Since N16C is fully protonated and uniformly ^13^C-labeled, the derived relaxation rate constants are substantially affected by ^1^H–^1^H and ^13^C–^13^C spin diffusion as well as unsuppressed coherent contributions. Accordingly, the relaxation profiles are multiexponential, and the fitted rates can provide only qualitative insights into the spin dynamics. Nevertheless, we measured and compared the R1 and R1ρ decay profiles in a pairwise fashion always comparing the same resonances to each other, e.g., we contrast the Ala Cα rates in the CP- and HSQC-based experiments. R1 rates were fit with both mono- and biexponential functions, and an F-test was used to identify the best fit. Generally, the decays in the CP- and HSQC-based R1 experiments were biexponential and monoexponential, respectively. R1ρ decays were only fit with monoexponential functions. To aid the residue-specific comparison of the R1ρ rates, we give the offset-compensated rate constants as R1ρ/sin^2^ β, where β is the offset angle.
Substantial signal intensity loss in the relaxation experiments allowed the observation of only a handful of peaks in both CP-based and HSQC-based relaxation experiments. Figure 7A shows the R1 and R1ρ decay profiles of Ala Cα and Gly Cα sites as they were observed in the CP-based (red and yellow) or in the HSQC-based (green) experiments; all other decay profiles are displayed in Figures S7 and S8. For Gly in the CP-based spectra, only the major Cα peak was detectable, and hence, its rates report on the Gly-rich segment that is incorporated into the β-nanocrystals.

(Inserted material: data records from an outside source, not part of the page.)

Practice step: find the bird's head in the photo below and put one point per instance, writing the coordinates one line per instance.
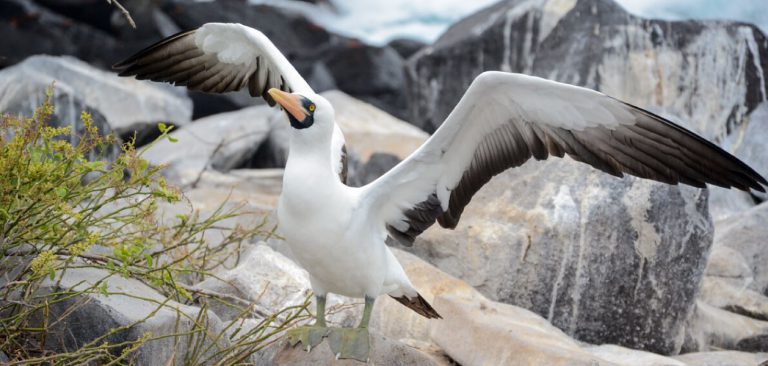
(304, 111)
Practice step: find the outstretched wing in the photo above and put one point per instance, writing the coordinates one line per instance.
(224, 57)
(217, 58)
(505, 119)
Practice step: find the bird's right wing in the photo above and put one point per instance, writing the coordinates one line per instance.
(217, 58)
(504, 119)
(224, 57)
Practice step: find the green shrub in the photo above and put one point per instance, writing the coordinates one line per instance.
(59, 210)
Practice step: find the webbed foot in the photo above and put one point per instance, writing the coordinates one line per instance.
(351, 343)
(309, 335)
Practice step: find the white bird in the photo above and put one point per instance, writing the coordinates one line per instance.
(338, 233)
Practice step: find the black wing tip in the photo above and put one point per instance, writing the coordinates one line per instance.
(131, 60)
(754, 180)
(419, 305)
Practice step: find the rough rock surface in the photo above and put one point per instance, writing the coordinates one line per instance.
(384, 352)
(723, 358)
(745, 233)
(607, 260)
(710, 328)
(220, 142)
(117, 104)
(80, 319)
(710, 73)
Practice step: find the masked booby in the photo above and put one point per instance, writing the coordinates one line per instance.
(338, 233)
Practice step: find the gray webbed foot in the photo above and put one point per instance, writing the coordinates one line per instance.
(309, 335)
(351, 343)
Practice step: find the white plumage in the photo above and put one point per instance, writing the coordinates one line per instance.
(338, 232)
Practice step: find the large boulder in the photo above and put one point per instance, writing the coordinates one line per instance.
(220, 142)
(122, 105)
(125, 310)
(745, 233)
(597, 44)
(607, 260)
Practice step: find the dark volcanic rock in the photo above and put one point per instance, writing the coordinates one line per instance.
(406, 47)
(606, 260)
(710, 73)
(373, 74)
(754, 344)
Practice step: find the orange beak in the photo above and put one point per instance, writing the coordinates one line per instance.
(290, 102)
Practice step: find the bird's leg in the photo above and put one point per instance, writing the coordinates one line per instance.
(311, 335)
(353, 342)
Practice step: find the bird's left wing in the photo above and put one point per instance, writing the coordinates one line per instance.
(504, 119)
(217, 58)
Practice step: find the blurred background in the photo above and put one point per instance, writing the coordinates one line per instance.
(699, 283)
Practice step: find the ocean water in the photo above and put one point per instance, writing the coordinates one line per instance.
(379, 21)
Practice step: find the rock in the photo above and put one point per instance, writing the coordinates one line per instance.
(607, 260)
(711, 328)
(630, 357)
(270, 282)
(598, 44)
(723, 358)
(221, 142)
(746, 233)
(264, 278)
(406, 47)
(77, 320)
(720, 293)
(384, 352)
(754, 344)
(482, 332)
(488, 326)
(373, 74)
(369, 130)
(122, 105)
(726, 264)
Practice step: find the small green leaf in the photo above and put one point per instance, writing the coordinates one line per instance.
(61, 192)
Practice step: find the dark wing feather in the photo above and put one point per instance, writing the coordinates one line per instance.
(644, 145)
(179, 60)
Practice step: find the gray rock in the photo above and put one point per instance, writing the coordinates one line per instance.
(597, 44)
(270, 282)
(710, 328)
(745, 233)
(384, 352)
(723, 358)
(607, 260)
(719, 292)
(118, 104)
(220, 142)
(77, 320)
(727, 264)
(754, 344)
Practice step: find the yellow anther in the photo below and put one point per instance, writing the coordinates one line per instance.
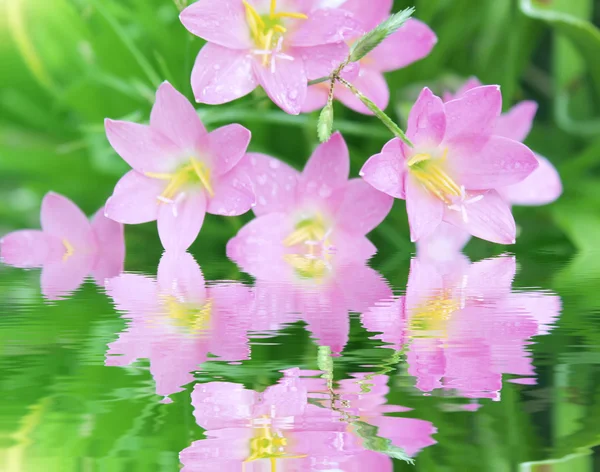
(69, 249)
(203, 174)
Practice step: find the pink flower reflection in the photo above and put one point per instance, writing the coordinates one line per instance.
(464, 326)
(68, 248)
(280, 429)
(176, 320)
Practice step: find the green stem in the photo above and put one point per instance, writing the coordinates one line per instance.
(379, 113)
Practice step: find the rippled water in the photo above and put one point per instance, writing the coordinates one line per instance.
(456, 365)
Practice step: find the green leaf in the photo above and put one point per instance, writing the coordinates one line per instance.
(373, 38)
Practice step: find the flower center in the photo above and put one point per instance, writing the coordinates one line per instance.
(430, 173)
(268, 32)
(312, 237)
(268, 444)
(194, 317)
(193, 172)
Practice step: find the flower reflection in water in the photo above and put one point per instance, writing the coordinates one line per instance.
(463, 325)
(292, 427)
(176, 319)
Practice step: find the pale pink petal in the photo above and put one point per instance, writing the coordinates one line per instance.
(386, 172)
(489, 218)
(179, 223)
(316, 97)
(223, 22)
(180, 275)
(176, 118)
(258, 247)
(427, 121)
(372, 84)
(135, 199)
(142, 147)
(424, 210)
(444, 243)
(220, 405)
(234, 194)
(369, 13)
(326, 26)
(60, 279)
(228, 145)
(327, 169)
(320, 61)
(63, 219)
(517, 122)
(499, 163)
(30, 248)
(412, 42)
(363, 208)
(471, 118)
(543, 186)
(274, 183)
(110, 257)
(221, 75)
(286, 84)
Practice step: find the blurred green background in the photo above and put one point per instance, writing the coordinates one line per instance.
(68, 64)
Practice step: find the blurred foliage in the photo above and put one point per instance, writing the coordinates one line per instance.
(68, 64)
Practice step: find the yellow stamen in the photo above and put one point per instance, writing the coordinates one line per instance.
(203, 174)
(69, 249)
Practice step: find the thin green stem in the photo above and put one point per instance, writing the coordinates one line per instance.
(379, 113)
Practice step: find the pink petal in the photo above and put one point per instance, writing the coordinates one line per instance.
(326, 26)
(221, 75)
(30, 248)
(178, 228)
(228, 145)
(286, 85)
(500, 162)
(180, 275)
(142, 147)
(471, 118)
(111, 247)
(427, 121)
(258, 247)
(320, 61)
(316, 98)
(64, 220)
(326, 170)
(424, 210)
(134, 200)
(234, 194)
(372, 84)
(274, 183)
(444, 243)
(176, 118)
(517, 122)
(412, 42)
(223, 22)
(59, 279)
(370, 13)
(363, 208)
(543, 186)
(490, 218)
(386, 172)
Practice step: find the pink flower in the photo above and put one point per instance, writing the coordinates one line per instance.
(180, 172)
(543, 186)
(277, 45)
(455, 167)
(464, 326)
(175, 320)
(274, 430)
(68, 248)
(412, 42)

(A) Representative R1 (upper row) and R1ρ (bottom row) relaxation decays of Ala Cα and Gly Cα resonances. Red, yellow, and green symbols represent the sites that belong to the extended, helical, and random coil conformations, respectively. Solid lines are the best monoexponential (R1ρ) or biexponential (R1) fits of the decays. (B) Representative R1 (upper row) and R1ρ/sin2 β (bottom row) relaxation rate constants of Cα, Cβ, or Cδ sites of N16C. Red (1), yellow (2), and green (3) symbols represent the sites that were observed in the CP-based (1 and 2) and in the HSQC-based (3) experiments. For Ala Cα, the rates were determined for the extended (red, 1), α-helical (yellow, 2), and random coil (green, 3) conformations. The decays and strips of all other sites are shown in Figures S7–S9.
R1 and R1ρ relaxation rate constants are most sensitive to motions on the ns and μs time scales, respectively, where higher rate constants generally indicate increased mobility. As expected, both the R1 and R1ρ of almost all ^13^C signals in the HSQC-based experiment were markedly higher than the corresponding rate constants in the CP-based experiment (Figure 7), e.g., the major Ala Cα R1 increased from 0.16 ± 0.001 to 1.92 ± 0.05 s^–1^, and Ala Cα R1ρ increased from 9.9 ± 0.05 to 43.5 ± 6.4 s^–1^. In the CP-based relaxation measurements, only the Cα resonance of the α-helical Ala was observable, while the Cβ resonance broadened beyond detection; its R1 and R1ρ values of 0.28 ± 0.01 and 32.2 ± 0.9 s^–1^, respectively, are in between the values of the β-stranded Ala Cα and the solubilized Ala Cα. The higher mobility of the helical Ala with respect to the β-stranded Ala likely stems from solvent exposure and from the reduced packing in helical conformations.
To report on the dynamics of the Gly-rich segment of the N16C film, we compared the relaxation of Gly Cα, Gln Cα, Val Cβ, and Leu Cδ resonances in the solid and solubilized forms (Figure 7). In their solid state, their ns-time scale dynamics resemble the dynamics of the hard segments with R1 rates in the range of 0.3–1.0 s^–1^ (which is still two to five times higher than the R1 of Ala Cα). Likewise, they gain much ns-time scale mobility when they are directly solubilized by water apparent from the elevated overall R1 rates of the signals in the HSQC-based spectrum. Interestingly, the observed solid-state Gly Cα R1 rate is among the lowest ones (0.31 ± 0.10 s^–1^). Taking into account that Gly Cα is relaxed by two directly bonded protons instead of one, this rate constant is rather similar to the R1 of the β-stranded Ala, implying that the Gly in extended conformations has comparable hydration-induced fast dynamics to the Ala in the β-nanocrystals.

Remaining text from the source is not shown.